SACRAMENTO - C.K Transport of Lucerne Valley and VRGS Trucking of Fontana recently settled with the California Air Resources Board for $4,000 and $4,125 respectively for failing to properly inspect their heavy duty diesel trucks for compliance with the state's smoke emissions standards.
"Although it's impossible to put a price tag on clean air, violations such as these cannot go unnoticed," said ARB Chairman Mary Nichols. "We need to ensure that diesel trucks, a significant source of smog, are following California standards to avoid exacerbating the already fouled air in our state and risking the health of our residents."
As agreed in the settlement, the two companies' staff responsible for compliance with periodic smoke and heavy duty diesel vehicle inspection programs is required to attend courses at the California Council on Diesel Education and Technology. Further, all their heavy duty commercial vehicle operators shall comply with the state's idling regulations, supply all smoke inspection records to ARB for the next several years, and have properly labeled engines to ensure compliance with the engine emission certification program regulations.

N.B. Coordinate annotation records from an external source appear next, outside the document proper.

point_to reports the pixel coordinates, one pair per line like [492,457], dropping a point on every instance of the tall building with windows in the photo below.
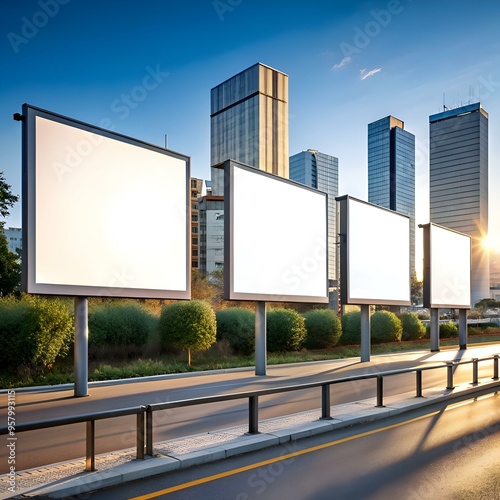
[249,122]
[458,181]
[391,171]
[321,171]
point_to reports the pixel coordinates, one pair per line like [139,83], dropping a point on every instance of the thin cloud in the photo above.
[341,64]
[364,75]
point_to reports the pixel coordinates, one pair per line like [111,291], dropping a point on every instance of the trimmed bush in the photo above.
[385,327]
[323,329]
[351,328]
[286,330]
[187,325]
[447,330]
[120,325]
[34,332]
[237,327]
[413,328]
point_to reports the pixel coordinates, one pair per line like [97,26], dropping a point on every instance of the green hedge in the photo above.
[351,328]
[34,332]
[237,326]
[286,330]
[385,327]
[120,325]
[187,325]
[413,328]
[323,329]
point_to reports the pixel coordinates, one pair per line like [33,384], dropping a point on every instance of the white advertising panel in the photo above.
[375,254]
[103,214]
[276,238]
[447,268]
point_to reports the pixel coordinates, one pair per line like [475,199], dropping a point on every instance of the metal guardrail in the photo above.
[144,413]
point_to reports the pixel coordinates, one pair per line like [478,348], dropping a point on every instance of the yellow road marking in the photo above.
[233,472]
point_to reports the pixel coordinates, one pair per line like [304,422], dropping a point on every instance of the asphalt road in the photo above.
[445,452]
[36,448]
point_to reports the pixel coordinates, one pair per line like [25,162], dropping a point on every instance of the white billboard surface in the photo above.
[375,254]
[105,215]
[276,238]
[450,268]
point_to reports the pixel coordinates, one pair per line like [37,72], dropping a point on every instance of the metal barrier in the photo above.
[144,413]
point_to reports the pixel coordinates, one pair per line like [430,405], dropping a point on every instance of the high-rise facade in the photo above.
[321,171]
[458,181]
[391,171]
[249,122]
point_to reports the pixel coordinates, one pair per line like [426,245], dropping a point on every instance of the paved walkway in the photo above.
[68,478]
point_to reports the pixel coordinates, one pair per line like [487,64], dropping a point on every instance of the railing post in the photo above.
[450,376]
[90,446]
[418,373]
[149,431]
[140,433]
[475,379]
[253,415]
[380,391]
[325,402]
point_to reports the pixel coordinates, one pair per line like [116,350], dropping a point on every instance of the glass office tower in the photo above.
[321,171]
[391,171]
[459,182]
[249,122]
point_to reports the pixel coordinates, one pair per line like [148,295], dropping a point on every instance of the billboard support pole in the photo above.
[260,338]
[462,328]
[434,329]
[365,332]
[81,346]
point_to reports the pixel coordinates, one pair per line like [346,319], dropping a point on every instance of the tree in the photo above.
[416,289]
[7,199]
[188,325]
[10,267]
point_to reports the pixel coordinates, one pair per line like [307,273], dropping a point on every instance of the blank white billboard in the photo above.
[447,268]
[103,214]
[275,238]
[374,253]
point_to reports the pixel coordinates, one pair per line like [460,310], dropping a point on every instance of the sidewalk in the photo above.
[68,478]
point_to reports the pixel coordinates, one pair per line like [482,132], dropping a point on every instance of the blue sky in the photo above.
[349,63]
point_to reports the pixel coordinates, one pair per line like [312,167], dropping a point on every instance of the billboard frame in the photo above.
[345,256]
[29,281]
[229,221]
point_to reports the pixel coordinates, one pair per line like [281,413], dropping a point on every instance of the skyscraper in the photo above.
[249,122]
[391,171]
[321,171]
[459,182]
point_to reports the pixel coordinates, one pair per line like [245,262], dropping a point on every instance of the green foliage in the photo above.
[120,325]
[413,328]
[447,330]
[323,329]
[286,330]
[351,328]
[34,332]
[237,327]
[385,327]
[187,325]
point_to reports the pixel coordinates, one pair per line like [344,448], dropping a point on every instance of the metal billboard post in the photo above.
[260,338]
[365,332]
[81,346]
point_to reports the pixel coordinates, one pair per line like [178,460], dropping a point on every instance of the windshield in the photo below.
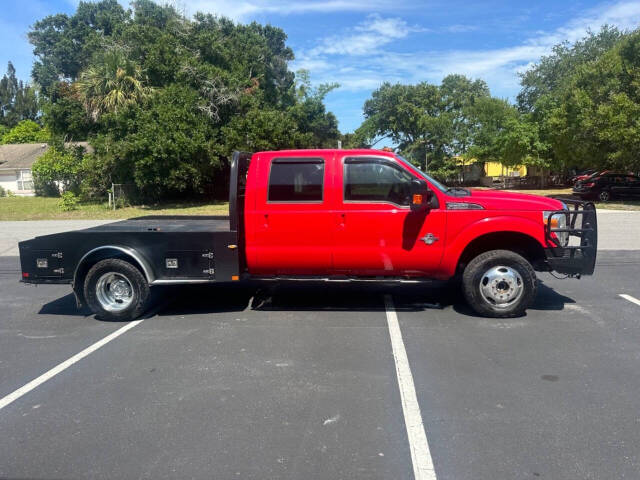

Diesel particulate matter can increase the number and severity of asthma attacks, cause or aggravate bronchitis and other lung diseases, and reduce the body's ability to fight infections. Statewide in 2006, on-road diesel vehicles produced almost 17,000 tons a day of diesel particulate matter, which is 40 percent of the total emitted in California.
An ARB investigation showed that both C.K. Transport and VRGS Trucking failed to comply with mandated smoke emission standards. The ARB's periodic smoke and heavy duty diesel vehicle inspection programs require annual smoke opacity tests of California-based fleets. In conjunction with the roadside smoke inspection program, ARB uses these programs to ensure that all of California's heavy duty vehicles are properly maintained, unaltered and free from excessive smoke emissions.
ARB will deposit the penalty payments from both settlements into the California Air Pollution Control Fund, which was established to mitigate various sources of pollution through education and the advancement and use of cleaner technology. This fund uses compliance settlement fees to fund various pollution-related research projects and related programs. Also, $1,000 from the VRGS Trucking's penalty will be directed to the Peralta Community College District to fund diesel technology education programs.
The Air Resources Board is a department of the California Environmental Protection Agency. ARB's mission is to promote and protect public health, welfare, and ecological resources through effective reduction of air pollutants while recognizing and considering effects on the economy. The ARB oversees all air pollution control efforts in California to attain and maintain health based air quality standards.